The Continual Violence Is Wearing Down The Mental Health Of Myanmar Children

Van Thawng Thawng’s phone buzzed as a series of notifications popped up.
“Has anyone talked to Ezekiel?”?In the Chin Student Union Facebook group, which represents students from Myanmar’s northwestern Chin state, someone asked. The 20-year-old union leader had not been heard from.
A friend called Van Thawng Thawng a week later to tell him that Ezekiel’s body had been found.
He was believed to have been beaten to death by security forces. Thawng Van Thawng was devastated.
“I feel really stressed and angry, especially towards the military. Ezekiel is not the only one,” said Van Thawng Thawng, a former Chin student and the general secretary of the same union. “One of my classmates was detained and another was killed trying to save his sister at a protest, and my mother, uncle, and grandmother have all passed away in recent months.”
Van Thawng Thawng’s mother died of cancer, but based on their symptoms he believes his uncle and grandmother had COVID-19, though limited testing leaves him unsure.
It’s hard to comfort people and make them feel better when everyone is dying and everyone is depressed.
Across Myanmar, young people express anger, sadness, and helplessness over the military’s power grab on February 1 and its brutal suppression of anti-coup protests.
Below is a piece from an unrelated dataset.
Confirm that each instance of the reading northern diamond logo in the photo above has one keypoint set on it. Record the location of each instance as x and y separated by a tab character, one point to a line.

These feelings have only intensified since July when COVID-19 cases exploded across the country.
Many people are dealing with the grief of losing loved ones to disease and violence in recent years.
Yet, as the world grapples with more immediate dangers such as basic security and access to medicine, mental health has been given a back seat. However, experts warn that the psychological toll is growing as depression and suicide rates rise.